Direct laser powder-bed fusion additive manufacturing of complex-shaped TiB2-B4C composite with ultra-fine eutectic microstructure and outstanding mechanical performances

Abstract

TiB2-B4C composite has various outstanding properties and great potentials in versatile high-end application fields, and currently the preparation of its monolithic counterpart with arbitrarily-complex shape is eagerly demanded. However, due to the intrinsically strong covalent-bonding and poor laser absorption performances of its constituents, it is still highly-challenging to prepare TiB2-based composite by additive manufacturing method. Herein, by direct laser powder-bed fusion additive manufacturing (selective laser sintering) and the unique strategy of in-situ synthesizing/sintering, dense and complex-shaped TiB2-B4C composites were successfully additively manufactured for the first time.
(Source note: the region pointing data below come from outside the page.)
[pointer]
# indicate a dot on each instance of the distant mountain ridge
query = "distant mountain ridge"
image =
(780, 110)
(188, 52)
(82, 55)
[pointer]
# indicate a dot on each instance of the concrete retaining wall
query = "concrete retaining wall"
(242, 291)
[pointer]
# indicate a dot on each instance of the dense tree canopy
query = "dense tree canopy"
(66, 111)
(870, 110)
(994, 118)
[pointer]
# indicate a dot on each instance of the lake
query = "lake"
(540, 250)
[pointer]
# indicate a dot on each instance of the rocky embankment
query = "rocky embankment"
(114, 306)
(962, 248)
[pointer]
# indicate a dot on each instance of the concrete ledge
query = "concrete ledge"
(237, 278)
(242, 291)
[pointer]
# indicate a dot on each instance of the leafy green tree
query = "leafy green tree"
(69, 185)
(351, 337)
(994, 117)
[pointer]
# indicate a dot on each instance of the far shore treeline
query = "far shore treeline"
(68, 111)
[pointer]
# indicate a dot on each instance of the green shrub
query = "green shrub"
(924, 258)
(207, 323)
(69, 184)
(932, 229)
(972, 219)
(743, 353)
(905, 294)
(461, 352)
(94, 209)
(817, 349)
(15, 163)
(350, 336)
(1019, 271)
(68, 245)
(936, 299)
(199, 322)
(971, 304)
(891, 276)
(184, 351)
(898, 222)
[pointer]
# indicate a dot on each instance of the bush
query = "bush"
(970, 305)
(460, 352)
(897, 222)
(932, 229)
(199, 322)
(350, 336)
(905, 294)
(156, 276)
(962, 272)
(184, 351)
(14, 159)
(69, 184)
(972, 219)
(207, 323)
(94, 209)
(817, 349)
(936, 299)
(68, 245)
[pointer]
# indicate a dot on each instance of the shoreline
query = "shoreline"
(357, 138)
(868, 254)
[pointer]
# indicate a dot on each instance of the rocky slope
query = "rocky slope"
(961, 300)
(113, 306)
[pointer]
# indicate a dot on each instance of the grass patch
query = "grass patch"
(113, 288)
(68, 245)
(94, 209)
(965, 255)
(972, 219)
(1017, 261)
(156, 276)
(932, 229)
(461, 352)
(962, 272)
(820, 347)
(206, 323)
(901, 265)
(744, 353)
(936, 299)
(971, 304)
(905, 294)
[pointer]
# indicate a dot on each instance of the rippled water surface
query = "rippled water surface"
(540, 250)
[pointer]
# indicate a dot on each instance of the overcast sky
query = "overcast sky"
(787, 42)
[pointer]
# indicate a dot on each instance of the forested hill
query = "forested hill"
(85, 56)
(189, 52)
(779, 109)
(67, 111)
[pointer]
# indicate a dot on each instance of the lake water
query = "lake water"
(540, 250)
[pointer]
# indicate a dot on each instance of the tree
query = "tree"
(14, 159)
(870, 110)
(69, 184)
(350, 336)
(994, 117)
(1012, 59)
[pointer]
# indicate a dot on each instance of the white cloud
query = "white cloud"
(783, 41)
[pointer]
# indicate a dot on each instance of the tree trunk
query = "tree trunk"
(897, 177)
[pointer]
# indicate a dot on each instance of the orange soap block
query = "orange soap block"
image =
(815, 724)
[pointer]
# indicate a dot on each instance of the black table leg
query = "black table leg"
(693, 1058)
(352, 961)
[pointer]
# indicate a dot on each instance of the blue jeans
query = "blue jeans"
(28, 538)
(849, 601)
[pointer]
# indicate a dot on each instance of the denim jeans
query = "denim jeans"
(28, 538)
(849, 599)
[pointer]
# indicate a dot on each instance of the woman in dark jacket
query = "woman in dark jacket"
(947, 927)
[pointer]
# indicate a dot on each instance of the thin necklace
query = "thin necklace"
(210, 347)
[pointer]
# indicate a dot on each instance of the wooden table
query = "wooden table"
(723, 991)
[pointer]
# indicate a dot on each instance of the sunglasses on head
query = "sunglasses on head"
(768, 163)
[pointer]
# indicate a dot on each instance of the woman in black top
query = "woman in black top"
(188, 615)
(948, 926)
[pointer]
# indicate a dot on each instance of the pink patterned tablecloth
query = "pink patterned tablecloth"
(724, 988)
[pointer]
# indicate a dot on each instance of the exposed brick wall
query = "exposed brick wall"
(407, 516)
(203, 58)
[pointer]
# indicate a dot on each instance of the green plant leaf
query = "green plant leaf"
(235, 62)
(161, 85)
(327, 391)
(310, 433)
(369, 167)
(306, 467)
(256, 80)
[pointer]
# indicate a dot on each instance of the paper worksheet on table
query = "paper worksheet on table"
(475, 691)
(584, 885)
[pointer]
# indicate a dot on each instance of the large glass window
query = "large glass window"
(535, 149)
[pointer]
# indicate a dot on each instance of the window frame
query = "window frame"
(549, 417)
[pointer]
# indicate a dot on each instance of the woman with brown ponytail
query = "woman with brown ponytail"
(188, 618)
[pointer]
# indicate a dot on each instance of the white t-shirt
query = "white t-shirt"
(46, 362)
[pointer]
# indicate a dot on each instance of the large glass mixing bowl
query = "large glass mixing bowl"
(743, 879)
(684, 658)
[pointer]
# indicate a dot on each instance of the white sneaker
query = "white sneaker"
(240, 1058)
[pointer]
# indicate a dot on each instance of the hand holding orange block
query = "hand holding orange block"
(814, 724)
More importantly, benefiting from their ultrafine eutectic microstructures and high relative densities, the resultant TiB2-B4C composites exhibited outstanding Vickers hardness and fracture toughness respectively up to 35.6 GPa and 8.6 MPa·m1/2, which were remarkably higher even than those of the near-fully-dense counterparts prepared by various subtractive methodologies. This work offered a reliable approach to near-net-forming high-temperature ceramic-matrix composites with arbitrarily-complex shapes and superior mechanical performances.